An illustration of the Five Points neighborhood |
When I walk through the streets of Manhattan these days I often find myself thinking of the 19th century Anglo Irish aristocracy. They would have felt perfectly at home here now, I believe.
The same feeling of familiarity and welcome would not apply for the tens of thousands of Irish paupers who fell out of coffin ships all along the East River, though.
For a start the Five Points and other classic Irish tenements are long gone. Nativist hordes could not have run the Irish out as efficiently as 2013 Manhattan rents would.
In the 14 years I have lived in New York City I have seen it increasingly become a refuge for the richest people in America, a kind of floating world or life raft insulated against the economic turmoil gripping the nation that it only lightly touches.
The brave new era of tall glass fronted buildings with doormen wearing grey suits and white gloves has arrived. Bad art fills the foyer of more and more prestigious high rise buildings, and the rich are literally moving up and up.
Think of them as modern castles. Think of those doormen as a growing army of guards to keep them safe.
And follow the money. Just a median Manhattan apartment will run you $820,555 now, up 5.9 percent from last year.
For the superrich the demand is even tighter. A penthouse on West 57th Street sold for $90 million recently.
Desperate buyers, low interest rates and rising prices makes Manhattan the one place in America where prices continue to inflate beyond your wildest dreams. But people keep coming. The city's population rose by 2.2 percent last year, which means 161,000 new residents.
Prices and availability always favor the affluent and the market here is actually teeming with all-cash buyers, which means it’s getting more expensive for everyone in all the boroughs.
Our home grown rich must now compete with foreign investors (Europeans, Brazilians and the Chinese) as the old New York of bricks and mortar disappears under the glass and steel towers they now apparently favor.
Mayor Bloomberg has often spoken of Manhattan as a luxury product. The Anglo Irish would have agreed with him.
Many of the most well-appointed homes and penthouses in the city now sit unoccupied for most of the year as their fabulously wealthy owners use them as vacation spots or sound investments.
In Ireland we used to call them absentee landlords. Even in their absence they made it impossible for the people who lived there to thrive.
The truth is there's no point in referring to all this as the gentrification of the city. Even the gentry can't afford Manhattan prices now.
So I wonder how long this can continue? How long can this island of wealth and privilege continue to prosper while the nation its anchored to struggles more and more?
In the 19th century our rural Irish ancestors found themselves tenants in their own nation. The majority of them paid rent to their Anglo Irish landlords to breathe their own air and till their own crops.
This order was strictly enforced by the roaming militias and agents up on the British coin up and down the country. It was a terrible time.

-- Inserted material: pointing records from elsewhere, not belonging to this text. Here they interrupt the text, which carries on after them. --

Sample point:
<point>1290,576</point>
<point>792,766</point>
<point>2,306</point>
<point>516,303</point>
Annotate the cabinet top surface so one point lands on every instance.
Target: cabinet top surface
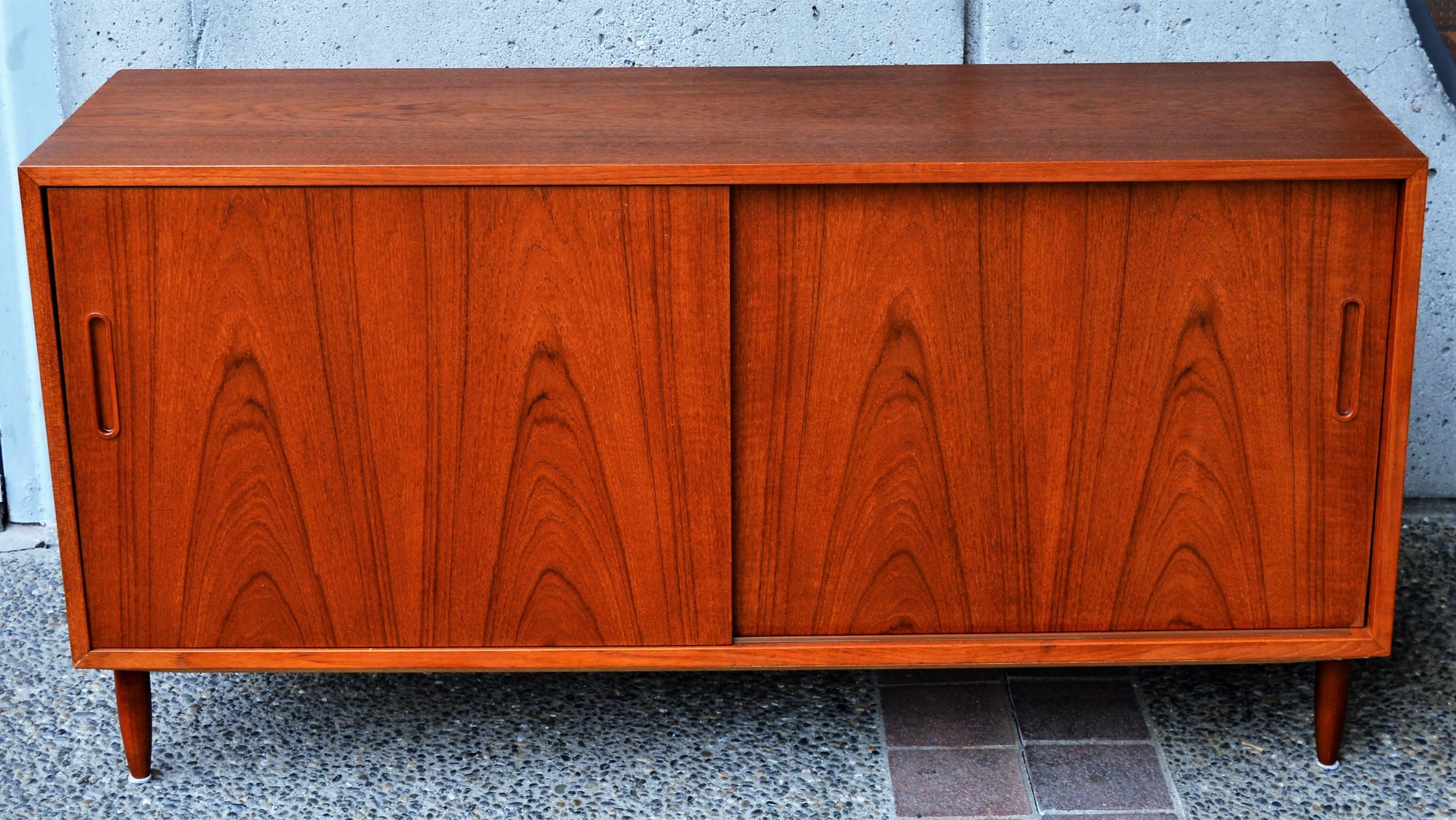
<point>725,126</point>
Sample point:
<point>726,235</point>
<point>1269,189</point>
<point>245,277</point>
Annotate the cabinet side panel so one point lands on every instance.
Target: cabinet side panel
<point>592,458</point>
<point>47,343</point>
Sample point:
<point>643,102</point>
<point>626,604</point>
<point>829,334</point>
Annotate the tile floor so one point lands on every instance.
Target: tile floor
<point>1023,743</point>
<point>1203,743</point>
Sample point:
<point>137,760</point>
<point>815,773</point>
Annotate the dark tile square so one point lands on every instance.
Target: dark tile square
<point>959,782</point>
<point>1078,710</point>
<point>1069,672</point>
<point>902,676</point>
<point>970,714</point>
<point>1097,777</point>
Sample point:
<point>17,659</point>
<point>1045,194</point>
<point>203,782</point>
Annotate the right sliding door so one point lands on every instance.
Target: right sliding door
<point>1046,408</point>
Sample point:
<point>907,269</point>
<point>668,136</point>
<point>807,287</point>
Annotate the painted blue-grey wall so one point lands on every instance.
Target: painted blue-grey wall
<point>30,110</point>
<point>1375,43</point>
<point>1372,40</point>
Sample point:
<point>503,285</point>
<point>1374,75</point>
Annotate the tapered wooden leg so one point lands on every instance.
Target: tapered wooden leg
<point>1331,698</point>
<point>135,714</point>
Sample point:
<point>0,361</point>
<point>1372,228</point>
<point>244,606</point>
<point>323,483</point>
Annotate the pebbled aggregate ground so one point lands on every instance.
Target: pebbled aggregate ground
<point>1238,739</point>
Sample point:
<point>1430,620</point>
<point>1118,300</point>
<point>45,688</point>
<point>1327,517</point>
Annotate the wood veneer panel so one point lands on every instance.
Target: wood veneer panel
<point>1055,408</point>
<point>727,126</point>
<point>401,417</point>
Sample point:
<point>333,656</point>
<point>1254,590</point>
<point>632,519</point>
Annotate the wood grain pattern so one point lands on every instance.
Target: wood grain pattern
<point>806,653</point>
<point>1055,408</point>
<point>1397,408</point>
<point>1331,703</point>
<point>53,391</point>
<point>725,126</point>
<point>402,417</point>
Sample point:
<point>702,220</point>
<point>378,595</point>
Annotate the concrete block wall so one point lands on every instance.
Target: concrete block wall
<point>1372,40</point>
<point>1375,43</point>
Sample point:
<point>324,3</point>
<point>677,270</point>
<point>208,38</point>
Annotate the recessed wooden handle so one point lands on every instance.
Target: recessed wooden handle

Up on their hills stood the great houses and the massive estates of the Anglo Irish, who lived in their castles rather like Count Dracula lived in his, exploiting the locals, literally drinking their blood and living on and on, generation after generation. (The man who actually wrote Dracula was the Anglo Irish novelist Bram Stoker; he certainly didn't have to look far for inspiration).
The 19th century in Ireland started off with the nation still reeling from the disastrous rebellion of 1798. Prisoners were being deported by the thousands to Australia, and sporadic violence kept flaring up.
To stem the rot, which also threatened to destabilize Britain, the Act of Union was signed, constitutionally making Ireland part of the British state. It’s passage in the Irish parliament was achieved in the traditional way, via mass bribery of the members of both houses who were awarded British and United Kingdom peerages and other lucrative “encouragements.” Call it the ultimate real estate deal.
In some ways the Rudy Giuliani era reminds me of that time. He laid the groundwork for the new era of glass and steel and immense privilege we now live in.
But just as the British were setting Ireland up for a series of wholly preventable disasters, I think this new anti-democratic model of the rich and the rest could have unforeseen consequences too.
The Anglo Irish, in their finery, never saw what hit them. I wonder if they'll say the same in Manhattan some day?